College Athletes Don't Need to Be Paid: A Response to Boyce Watkins' Article

Jeremy MeeksCorrespondent IJuly 10, 2008

Playing collegiate sports is mutually beneficial for both the players and the NCAA. The NCAA gets the better end of it, but it's still a good deal for players of all skill levels.

O.J. Mayo was the example used in Boyce Watkins' article, which contends that the NCAA should compensate its players on top of any scholarships. O.J. Mayo went to one year of school at USC. He was not able to go directly to the NBA. That wasn't the NCAA or USC's fault, that is the NBA rule.

Formerly, high-school players with top-level talent could go directly to the NBA, but that's no longer an option. However, no one forced O.J. Mayo to attend a university. If he didn't feel right about USC and Tim Floyd banking off his star talent, he could have chosen to wait out the required year by practicing his crossover and jump shot in a gym. But why would he want to do that? There are more than three dozen professional basketball leagues worldwide.

He could get paid to play! Right out of high school! Sounds like we've got a viable alternative.

That sucks, though, that he might have to go overseas to get his "fair market value." There isn't as much exposure over there. Nike wouldn't know whether to give him a contract. He wouldn't be playing against the best that he could be.
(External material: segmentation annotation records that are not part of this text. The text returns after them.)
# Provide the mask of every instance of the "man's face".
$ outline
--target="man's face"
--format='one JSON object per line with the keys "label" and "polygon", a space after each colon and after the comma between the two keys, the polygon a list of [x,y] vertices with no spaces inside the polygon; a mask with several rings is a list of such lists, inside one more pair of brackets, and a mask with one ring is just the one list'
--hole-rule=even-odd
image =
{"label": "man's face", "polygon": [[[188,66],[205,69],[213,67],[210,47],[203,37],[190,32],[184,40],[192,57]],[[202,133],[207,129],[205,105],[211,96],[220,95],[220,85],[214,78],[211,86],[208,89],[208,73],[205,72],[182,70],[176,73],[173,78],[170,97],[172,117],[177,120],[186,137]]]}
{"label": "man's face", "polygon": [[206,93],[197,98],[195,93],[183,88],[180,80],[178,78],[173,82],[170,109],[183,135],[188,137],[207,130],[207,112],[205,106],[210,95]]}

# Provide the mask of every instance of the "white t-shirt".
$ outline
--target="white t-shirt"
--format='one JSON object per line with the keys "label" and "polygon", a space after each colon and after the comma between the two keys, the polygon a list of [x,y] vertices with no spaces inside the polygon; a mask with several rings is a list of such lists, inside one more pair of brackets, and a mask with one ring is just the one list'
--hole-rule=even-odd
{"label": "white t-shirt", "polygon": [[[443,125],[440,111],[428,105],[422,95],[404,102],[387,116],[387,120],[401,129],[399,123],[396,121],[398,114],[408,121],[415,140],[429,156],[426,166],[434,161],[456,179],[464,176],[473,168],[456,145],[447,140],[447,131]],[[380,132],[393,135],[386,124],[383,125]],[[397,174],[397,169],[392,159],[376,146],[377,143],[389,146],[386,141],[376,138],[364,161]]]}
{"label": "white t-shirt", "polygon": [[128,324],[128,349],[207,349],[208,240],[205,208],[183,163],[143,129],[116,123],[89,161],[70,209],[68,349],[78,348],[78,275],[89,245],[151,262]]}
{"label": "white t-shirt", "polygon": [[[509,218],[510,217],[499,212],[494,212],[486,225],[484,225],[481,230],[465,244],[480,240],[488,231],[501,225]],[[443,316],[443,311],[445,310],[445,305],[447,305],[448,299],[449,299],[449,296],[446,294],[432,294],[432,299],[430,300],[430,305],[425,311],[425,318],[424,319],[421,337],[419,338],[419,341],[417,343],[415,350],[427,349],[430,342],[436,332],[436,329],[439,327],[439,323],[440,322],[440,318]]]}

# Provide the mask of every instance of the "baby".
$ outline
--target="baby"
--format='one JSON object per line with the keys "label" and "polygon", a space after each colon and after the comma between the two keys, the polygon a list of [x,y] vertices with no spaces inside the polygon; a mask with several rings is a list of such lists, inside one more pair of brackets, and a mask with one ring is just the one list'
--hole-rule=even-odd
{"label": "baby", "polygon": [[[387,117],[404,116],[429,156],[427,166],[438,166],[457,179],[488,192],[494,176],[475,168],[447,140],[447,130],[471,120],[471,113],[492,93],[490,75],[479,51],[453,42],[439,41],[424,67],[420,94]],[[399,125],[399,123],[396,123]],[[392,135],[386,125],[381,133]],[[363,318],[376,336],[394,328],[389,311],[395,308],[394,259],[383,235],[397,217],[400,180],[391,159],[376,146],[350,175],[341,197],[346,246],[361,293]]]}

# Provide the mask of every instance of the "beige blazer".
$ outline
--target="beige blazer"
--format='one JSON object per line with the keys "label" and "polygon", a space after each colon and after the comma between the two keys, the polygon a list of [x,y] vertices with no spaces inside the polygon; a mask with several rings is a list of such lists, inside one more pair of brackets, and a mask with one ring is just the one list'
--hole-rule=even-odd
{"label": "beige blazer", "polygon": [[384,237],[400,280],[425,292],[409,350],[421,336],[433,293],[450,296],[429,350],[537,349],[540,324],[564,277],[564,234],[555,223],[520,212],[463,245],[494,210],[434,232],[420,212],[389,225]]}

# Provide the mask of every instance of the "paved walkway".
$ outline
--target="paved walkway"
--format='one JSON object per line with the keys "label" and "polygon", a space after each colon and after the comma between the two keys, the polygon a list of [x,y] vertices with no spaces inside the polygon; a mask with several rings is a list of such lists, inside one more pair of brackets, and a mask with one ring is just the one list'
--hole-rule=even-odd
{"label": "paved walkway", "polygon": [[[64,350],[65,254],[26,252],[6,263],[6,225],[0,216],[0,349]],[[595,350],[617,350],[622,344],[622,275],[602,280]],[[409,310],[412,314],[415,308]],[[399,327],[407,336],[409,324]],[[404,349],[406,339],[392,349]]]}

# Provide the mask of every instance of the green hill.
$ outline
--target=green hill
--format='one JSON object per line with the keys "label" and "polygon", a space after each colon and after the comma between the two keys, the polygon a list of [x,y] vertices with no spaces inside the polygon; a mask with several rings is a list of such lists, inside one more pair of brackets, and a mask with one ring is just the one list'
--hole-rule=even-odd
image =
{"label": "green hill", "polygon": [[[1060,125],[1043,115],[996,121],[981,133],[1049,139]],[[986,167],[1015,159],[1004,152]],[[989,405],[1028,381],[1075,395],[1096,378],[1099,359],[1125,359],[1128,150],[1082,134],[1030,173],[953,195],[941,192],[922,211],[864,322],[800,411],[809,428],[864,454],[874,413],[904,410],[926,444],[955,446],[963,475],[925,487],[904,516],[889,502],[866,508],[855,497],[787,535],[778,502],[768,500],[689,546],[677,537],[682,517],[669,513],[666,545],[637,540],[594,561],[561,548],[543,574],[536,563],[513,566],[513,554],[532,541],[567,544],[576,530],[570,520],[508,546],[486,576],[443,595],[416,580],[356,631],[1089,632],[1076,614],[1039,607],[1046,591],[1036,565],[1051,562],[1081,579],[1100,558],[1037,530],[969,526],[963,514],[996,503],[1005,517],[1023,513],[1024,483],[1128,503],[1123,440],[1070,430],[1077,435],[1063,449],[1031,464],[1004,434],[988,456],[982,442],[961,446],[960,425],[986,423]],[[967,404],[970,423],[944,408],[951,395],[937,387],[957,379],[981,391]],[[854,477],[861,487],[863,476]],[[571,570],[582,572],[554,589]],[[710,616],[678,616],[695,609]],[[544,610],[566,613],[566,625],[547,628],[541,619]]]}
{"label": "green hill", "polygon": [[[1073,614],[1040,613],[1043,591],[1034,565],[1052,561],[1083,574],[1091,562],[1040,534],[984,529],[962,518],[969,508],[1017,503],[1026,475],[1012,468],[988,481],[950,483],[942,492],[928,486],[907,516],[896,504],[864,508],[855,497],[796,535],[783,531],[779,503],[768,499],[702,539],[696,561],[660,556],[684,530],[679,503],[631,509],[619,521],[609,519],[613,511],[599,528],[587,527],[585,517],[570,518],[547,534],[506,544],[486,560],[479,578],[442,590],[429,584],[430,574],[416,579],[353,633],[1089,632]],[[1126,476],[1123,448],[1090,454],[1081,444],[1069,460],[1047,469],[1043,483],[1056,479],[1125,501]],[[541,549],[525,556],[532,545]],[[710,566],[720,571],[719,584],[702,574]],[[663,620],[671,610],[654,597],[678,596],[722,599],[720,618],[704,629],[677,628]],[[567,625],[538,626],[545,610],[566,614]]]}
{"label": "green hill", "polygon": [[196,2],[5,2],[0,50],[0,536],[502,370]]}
Maybe he looks great, maybe he stinks it up. How would the NBA have graded him against different competition? Would he still go No. 3 in the draft after playing overseas for a year? Would anyone even know who O.J. Mayo was? 

Therein lies the rub: Mayo's payment at USC was the exposure afforded by major college basketball, ESPN, Los Angeles, the NCAA tournament, etc. Mayo's future earnings will likely be higher because he attended USC. Isn't that why most people go to college?

Mayo and other lottery-type talent are one case. The "guys who are superstars in college but don't have the body type or athleticism to compete in the NBA" could play overseas after college. Paul Shirley carved out a decent career playing basketball professionally, and no one would confuse him with a superstar. 

The other 95 percent of college basketball players? Make sure to get your free diploma!

With all due respect to Watkins, there is a difference between playing collegiate basketball and working in a sweatshop. These kids aren't forced labor. If they need to help support their family, they can take a day job at McDonald's or a hardware store. Nowhere is it written that one who has sports talent must be compensated for it.